Fueron muchas veces las que me preguntaron ¿y eres de armas tomar? También fueron muchas las veces que en alguna fiesta me hacían un guiño cuando ponían Yo no me llamo Javier. Esta canción habrá estado de moda cuando yo tenía unos ocho años. Conoces la canción, te gusta, la bailas, sigues el juego de quienes te señalan al bailarla. Tiempo después te vas enterando de qué trataba y por qué la fijación de quien canta por desmarcarse del nombre y del niño tan bonito. La canción se sigue tocando en el radio, en fiestas y antros aún hasta el día de hoy. A pesar de ello, creo que no había tenido oportunidad de escucharla de verdad.

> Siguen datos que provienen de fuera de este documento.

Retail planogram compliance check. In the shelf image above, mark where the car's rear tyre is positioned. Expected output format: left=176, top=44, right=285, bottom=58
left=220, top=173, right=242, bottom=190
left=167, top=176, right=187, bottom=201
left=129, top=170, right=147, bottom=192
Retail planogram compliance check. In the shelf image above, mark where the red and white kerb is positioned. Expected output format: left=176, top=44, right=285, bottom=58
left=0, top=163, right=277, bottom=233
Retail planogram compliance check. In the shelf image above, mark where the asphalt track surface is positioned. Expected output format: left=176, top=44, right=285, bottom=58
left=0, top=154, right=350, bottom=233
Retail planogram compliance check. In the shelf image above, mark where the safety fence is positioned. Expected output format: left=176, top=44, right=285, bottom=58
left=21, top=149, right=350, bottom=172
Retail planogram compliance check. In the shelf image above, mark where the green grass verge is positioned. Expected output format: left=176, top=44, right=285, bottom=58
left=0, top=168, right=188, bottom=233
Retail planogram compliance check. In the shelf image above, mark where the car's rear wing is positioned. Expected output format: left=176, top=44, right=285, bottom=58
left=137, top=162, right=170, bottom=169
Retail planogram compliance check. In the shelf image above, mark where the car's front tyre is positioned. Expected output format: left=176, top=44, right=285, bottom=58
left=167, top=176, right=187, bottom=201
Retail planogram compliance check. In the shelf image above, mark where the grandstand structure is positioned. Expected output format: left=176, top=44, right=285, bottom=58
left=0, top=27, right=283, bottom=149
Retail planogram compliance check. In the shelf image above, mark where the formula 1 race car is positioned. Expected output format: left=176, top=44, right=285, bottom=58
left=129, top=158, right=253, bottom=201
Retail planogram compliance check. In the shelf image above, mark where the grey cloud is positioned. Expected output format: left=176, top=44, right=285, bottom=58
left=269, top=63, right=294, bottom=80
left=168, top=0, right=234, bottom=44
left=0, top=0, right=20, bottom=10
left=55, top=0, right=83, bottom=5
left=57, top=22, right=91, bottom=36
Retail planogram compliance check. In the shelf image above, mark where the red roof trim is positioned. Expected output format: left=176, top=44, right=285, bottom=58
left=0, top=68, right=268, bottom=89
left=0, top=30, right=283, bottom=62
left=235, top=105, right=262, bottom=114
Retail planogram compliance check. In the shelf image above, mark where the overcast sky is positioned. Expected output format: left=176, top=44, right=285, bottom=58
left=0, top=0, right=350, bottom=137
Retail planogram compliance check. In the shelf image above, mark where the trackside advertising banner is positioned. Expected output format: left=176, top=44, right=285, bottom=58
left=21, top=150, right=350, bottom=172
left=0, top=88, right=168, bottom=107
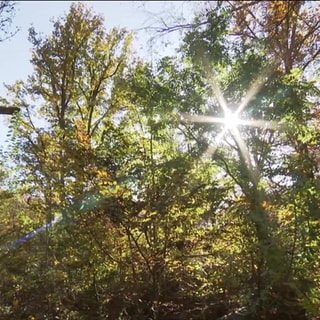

En mi recuerdo no había percusiones bryanferryescas tan vivas ni distribución espacial del sonido. Cuando hoy en día presencio lo que escuché en los ochentas caigo en cuenta de que tuve acceso a una proyección plana del fenómeno musical. Y aún así fue emocionante. Regreso entonces a los recuerdos e influencias para poder palpar el ondular de la música, su golpeteo contra el cuerpo. Se hace bailar la curiosidad y la nostalgia revelando la canción por primera vez.

Juegos de luz

A menudo se agita la frase ‘juegos de luz’ con cierta holgura. Acá no hay sólo eso sino luz en pasarela, atardeciendo en el acetato, revelando como en la caverna original la silueta de una interpretación musical. La combinación otoñal Winston-Bronze pasada por el fuego, o por la lamparita y su movimiento. No es Nosferatu en el muro quien se proyecta. Es la sombra de un brazo de metal y el enjambre de ejes que hacen contrapeso para revelar el sonido. Conmovedor a muchos niveles.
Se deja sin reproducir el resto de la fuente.